HARRISBURG, Pa. — The Corbett administration does not have to disclose the precise dates of birth for state workers under the Right-to-Know Law, a state appeals court ruled Thursday.
A three-judge Commonwealth Court panel said the threat of identity theft is sufficient to trigger the "personal security" exception that means records do not have to be provided under the current version of the open-records law.
The court said it found credible the opinions of two people cited by Gov. Tom Corbett's Office of Administration — an identity-theft expert and the agency's own chief information security officer. Both men said they believed release of precise dates of birth would put people at "substantial and demonstrable" risk of identity theft.

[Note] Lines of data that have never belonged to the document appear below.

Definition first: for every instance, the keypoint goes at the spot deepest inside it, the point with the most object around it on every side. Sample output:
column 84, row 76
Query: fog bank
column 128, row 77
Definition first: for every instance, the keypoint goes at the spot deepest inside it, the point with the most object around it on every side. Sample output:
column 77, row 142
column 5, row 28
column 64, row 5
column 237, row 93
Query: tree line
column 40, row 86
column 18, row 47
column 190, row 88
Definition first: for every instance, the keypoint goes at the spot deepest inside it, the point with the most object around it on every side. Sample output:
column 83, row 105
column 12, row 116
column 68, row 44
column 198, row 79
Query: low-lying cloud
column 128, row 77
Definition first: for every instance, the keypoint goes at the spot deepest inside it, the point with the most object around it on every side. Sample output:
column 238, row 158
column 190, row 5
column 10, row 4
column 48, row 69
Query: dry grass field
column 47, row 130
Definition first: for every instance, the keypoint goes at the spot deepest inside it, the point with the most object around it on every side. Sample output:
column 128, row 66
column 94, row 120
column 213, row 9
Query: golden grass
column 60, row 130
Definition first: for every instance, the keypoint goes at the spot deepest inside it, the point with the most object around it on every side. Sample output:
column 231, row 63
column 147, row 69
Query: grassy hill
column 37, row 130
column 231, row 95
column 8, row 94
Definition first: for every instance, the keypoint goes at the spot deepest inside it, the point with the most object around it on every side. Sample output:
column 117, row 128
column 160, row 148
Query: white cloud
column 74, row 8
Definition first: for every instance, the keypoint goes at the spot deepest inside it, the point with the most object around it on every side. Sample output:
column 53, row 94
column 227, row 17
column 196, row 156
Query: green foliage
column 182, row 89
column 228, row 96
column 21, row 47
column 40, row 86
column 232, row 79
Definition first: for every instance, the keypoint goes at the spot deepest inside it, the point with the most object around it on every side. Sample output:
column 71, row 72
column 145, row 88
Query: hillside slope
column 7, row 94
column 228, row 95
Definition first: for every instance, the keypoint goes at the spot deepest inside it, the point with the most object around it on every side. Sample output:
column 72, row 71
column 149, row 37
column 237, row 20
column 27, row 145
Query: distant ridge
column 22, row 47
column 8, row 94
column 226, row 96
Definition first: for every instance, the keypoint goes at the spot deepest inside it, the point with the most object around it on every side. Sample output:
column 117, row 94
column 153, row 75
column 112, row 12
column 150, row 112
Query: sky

In overruling the Office of Open Records, the judges said the personal security exception did not require specific facts, such as prior threats to an individual.

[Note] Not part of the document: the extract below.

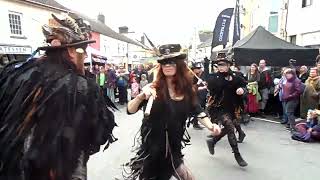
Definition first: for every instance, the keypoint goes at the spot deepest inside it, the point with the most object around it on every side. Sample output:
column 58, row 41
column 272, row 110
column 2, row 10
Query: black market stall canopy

"While that may be an appropriate approach under other circumstances, it is an impractical standard when dealing with the records of almost 70,000 state employees," wrote Judge Robert Simpson. "Under the circumstances in this case, the use of statistics and expert opinion is not only reasonable, it is possibly the only available evidence of a risk to personal security of such a large and diverse group."
Philadelphia Inquirer investigative reporter Dylan Purcell sought the names and salaries of all active state employees, along with their dates of birth, job titles, hiring dates and counties. He had previously been given that information by the state five times over a six-year period before having a request rejected last year.
Michael E. Baughman, an attorney for Purcell, said no decision has been made about whether to appeal the decision.
"We're obviously disappointed by the decision and respectfully disagree with it," Baughman said.
Office of Administration spokesman Dan Egan said Thursday it was difficult to know if the information has been used in the past for identity theft.
"If somehow somebody accessed my bank account or my credit card, am I going to immediately think back to a right-to-know request somebody submitted a year ago for my date of birth? Not necessarily," Egan said.
Purcell noted that the General Assembly, when it overhauled the Right-to-Know Law four years ago, voted down amendments that would have exempted dates of birth from disclosure.
Baughman said there is also an exception in the law that prevents releasing dates of birth for those under 18 years old.
"That means the Legislature knew how to exempt dates of birth when it wanted to," Baughman said.
Pennsylvania Newspaper Association media law counsel Melissa Bevan Melewsky called the decision a disappointing day for public access and said she hoped Purcell would pursue further appeals.
"If a court can look at the legislative record and see an amendment voted down and choose to ignore that information, that's disappointing analysis," Melewsky said.
In a concurrence, Judge P. Kevin Brobson said state agencies should be allowed to turn down a request for information under the Right-to-Know Law if they believe disclosure would violate a third party's state constitutional rights, such as privacy. He noted the open-records law does not include any mechanism to inform those third parties or give them a way to intervene in the matter.
Brobson argued that otherwise, personal privacy, liberty and security might be sacrificed "in the name of greater governmental transparency."
"To borrow a phrase from Dr. Benjamin Franklin, those who would sacrifice the former for the latter deserve none of the above," Brobson wrote.
The state Supreme Court decided to disclose dates of birth in its electronic, online database of criminal case records under a policy adopted five years ago. News organizations and others had argued that providing only a birth year would prevent them from distinguishing between two people with the same name.